The beginning of qualifying for the 2022 Qatar World Cup sparked questions of a boycott of the competition after teams protested pre-match.

Norway were the first to voice their concern as all their players made reference to the human rights issues surrounding the building of infrastructure for the tournament.

Both Germany and the Netherlands would show a similar stance before kick-off in their games leading to speculation about the 2022 event.

The FIFA World Cup is arguably the most prestigious tournament in all of a sport and a boycott would damage that significantly.

FIFA's image has already been decimated in recent years with the 2015 scandal that seen criminal investigations into corrupt top officials at the governing body.


FIFA World Cup scandals in the past


It related to issues surrounding a $10million payment given to FIFA to award South Africa the 2010 World Cup, as well as allegations of bribery around the awarding of the 2014 tournament to Brazil.

The Qatar World Cup allegedly involved similar bribes but no charges have been brought forward at the time of writing.

It is rumoured that Qatar paid almost $1billion to FIFA in order to win the ballot and host the tournament.

The United Kingdom were also running to host that World Cup and were believed to the front-runners until Qatar apparently bribed their way to the tournament.

Several FIFA members, including ex-president Sepp Blatter - who was banned from all football-related activity for eight years for his role in the fiasco - said it was a "mistake" to award Qatar with the 2022 World Cup.

Even the 2006 tournament in Germany was included - with apparent illegal deals taking place before the tournament was awarded.


Why are players protesting the Qatar World Cup and will they actually boycott the tournament?


It's hard to pick a place to begin. The issues with the Qatar World cup span far and wide, but we'll start with the human rights issues.

Migrant workers have played a huge part in helping to get vital infrastructure such as stadiums ready for the World Cup.

However, the conditions in which these workers have been forced to live and work in are appalling and over six thousand are believed to have died since work began.

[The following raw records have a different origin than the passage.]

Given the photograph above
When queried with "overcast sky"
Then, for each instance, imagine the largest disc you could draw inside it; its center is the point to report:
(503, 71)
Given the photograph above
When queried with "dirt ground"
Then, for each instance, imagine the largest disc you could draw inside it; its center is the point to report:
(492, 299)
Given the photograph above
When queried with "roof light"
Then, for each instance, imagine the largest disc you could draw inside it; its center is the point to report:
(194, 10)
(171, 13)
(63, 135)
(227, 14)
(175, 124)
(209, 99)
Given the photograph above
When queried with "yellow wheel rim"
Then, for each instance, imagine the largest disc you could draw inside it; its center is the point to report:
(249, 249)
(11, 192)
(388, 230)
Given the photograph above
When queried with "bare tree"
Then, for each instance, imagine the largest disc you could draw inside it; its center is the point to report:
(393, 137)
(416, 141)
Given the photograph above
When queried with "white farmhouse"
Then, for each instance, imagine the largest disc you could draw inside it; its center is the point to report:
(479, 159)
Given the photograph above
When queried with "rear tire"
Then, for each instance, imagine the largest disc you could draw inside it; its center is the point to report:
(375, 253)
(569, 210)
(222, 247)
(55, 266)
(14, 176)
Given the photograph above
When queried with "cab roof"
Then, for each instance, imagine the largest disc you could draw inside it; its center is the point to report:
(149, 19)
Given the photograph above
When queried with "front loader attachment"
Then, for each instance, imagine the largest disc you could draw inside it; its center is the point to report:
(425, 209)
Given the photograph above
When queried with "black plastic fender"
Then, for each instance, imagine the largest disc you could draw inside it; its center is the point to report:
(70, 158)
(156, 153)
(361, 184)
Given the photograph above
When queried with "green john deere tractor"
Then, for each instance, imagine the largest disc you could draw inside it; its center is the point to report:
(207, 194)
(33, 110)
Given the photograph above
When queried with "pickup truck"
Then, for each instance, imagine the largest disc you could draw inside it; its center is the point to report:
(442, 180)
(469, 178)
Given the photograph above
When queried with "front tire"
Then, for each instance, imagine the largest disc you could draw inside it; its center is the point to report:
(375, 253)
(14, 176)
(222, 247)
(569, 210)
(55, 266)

Nepalese workers are believed to have been dying at a rate of almost one per day back in 2013 with many suffering heart-related issues.

Some of the workers allege that they have been denied drinking water, which is unfathomable considering they are working in a desert.

They also say some passports have been confiscated so they cannot return home until the building is complete.

Others say payments have been withheld for months to also stop them from being able to leave.

Then, there's the issue of LGBT fans travelling to the country.

Homosexuality is illegal in Qatar and 'offenders' could be punished with three years in jail.

Considering FIFA want to make football for all, this is a massive contradiction.


Winter World Cup


Most people love the World Cup whether they like football or not. It is a brilliant summer pastime once every four years.

Not this time, though.

The Qatar World Cup will be held in winter, beginning on the 21st November 2022 and ending on the 18th December.

Temperatures in the country will be too high to keep players safe during their summer and therefore the tournament moved.

All stadiums are believed to be being built with air conditioning to ensure temperatures remain safe for football.


A Qatar World Cup Boycott - is it too late?


Ultimately, it is probably too little too late for the location of the tournament to be moved.

Norway haven't qualified for a World Cup since 1998 and if they do qualify will they boycott Qatar?

That's highly unlikely. If teams stood together and refused to go though, how would FIFA be able to act?

It would end up with football associations across the world paying fines and probably legal fees if Qatar decide to sue.

It's a messy situation that FIFA got themselves into, but it seems like there's no turning back.